5) TRANSFER OF PERSONAL DATA
The personal data provided will be disclosed to recipients who will process the data as Processors (Article 28 of Regulation (EU) 2016/679) and/or as natural persons acting under the Authority of the Controller or Processor (Article 29 of Regulation (EU) 2016/679), for the purposes listed above.
Specifically, your data will be disclosed to:
entities that provide services for the management of the Company's IT system, and of the telecommunications networks;
- self-employed professionals, offices or companies as part of the advisory and consultancy arrangements;
- competent authorities for compliance with legal obligations and/or provisions of public bodies, at their request. The entities in the foregoing categories act as Data Processors, or they operate independently as separate Data Controllers. The list of designated Processors is constantly updated and available by writing to email@example.com
6) STORAGE OF PERSONAL DATA
Data may be processed by automated and/or manual means, using procedures and equipment in a manner that ensures utmost security and confidentiality, by specifically designated persons.
In accordance with the provisions of Article 5(1), point (e) of Regulation EU) 2016/679, the personal data collected will be kept in a form which permits identification of data subjects for no longer than is necessary for the purposes for which the personal data are processed.
The period the personal data provided will be stored depends on the purpose of the processing:
- contact request (no more than five (5) years);
The period of storage of personal data is determined on the basis of criteria that the data subject can consult by sending a request to firstname.lastname@example.org
7) RIGHTS OF DATA SUBJECTS
Pursuant to Article 15 et seq of the Regulation, you have the right, at any time, to ask the Company to access, to rectify, to erase your personal data, or to object to the processing of your personal data; you also have the right to restrict the processing of your personal data in the cases envisaged by Article 18 of the Regulation, and have the right to receive the personal data concerning you in a structured, commonly used and machine-readable format, in the cases envisaged by Article 20 of the Regulation.

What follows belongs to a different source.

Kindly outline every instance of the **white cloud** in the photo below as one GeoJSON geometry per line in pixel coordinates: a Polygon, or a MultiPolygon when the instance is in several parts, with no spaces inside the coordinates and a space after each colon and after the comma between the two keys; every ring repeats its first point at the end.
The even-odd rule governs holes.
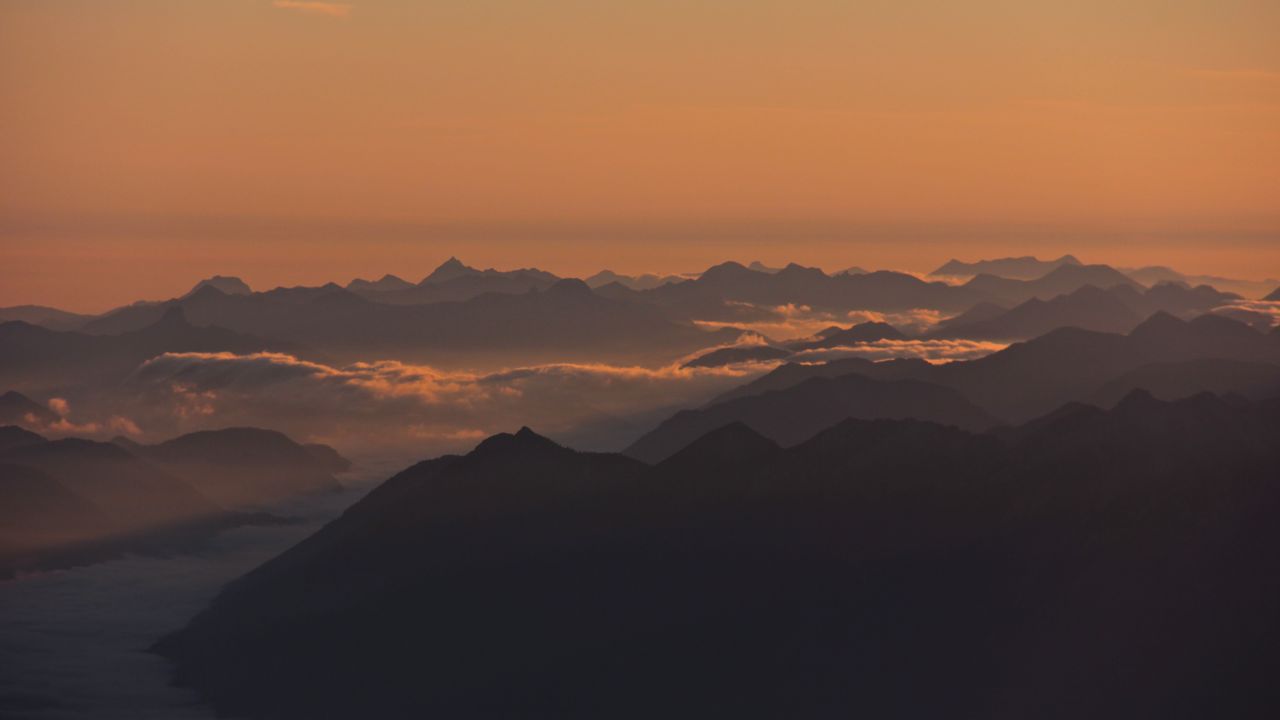
{"type": "Polygon", "coordinates": [[[702,402],[768,369],[554,363],[492,373],[395,361],[331,367],[280,353],[166,353],[131,378],[138,406],[160,409],[170,433],[256,424],[339,445],[465,449],[529,425],[572,432],[702,402]]]}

Your requests should be sent to: email@example.com
In any case, you have the right to lodge a complaint with the competent Supervisory Authority (Garante per la Protezione dei Dati Personali), pursuant to Article 77 of the Regulation, if you consider that the processing of personal data relating to you infringes applicable legislation.
8) AMENDMENT TO THIS INFORMATION NOTICE
This notice applies as from 17/10/2018. The Company reserves the right to amend it or simply to partly or fully update the content also as a result of changes to applicable legislation. Therefore, you are advised to visit this section regularly in order to be informed of the most recent and updated version of the information notice pursuant to Article 13, so that you are kept constantly updated about the data collected and how the Controller uses them.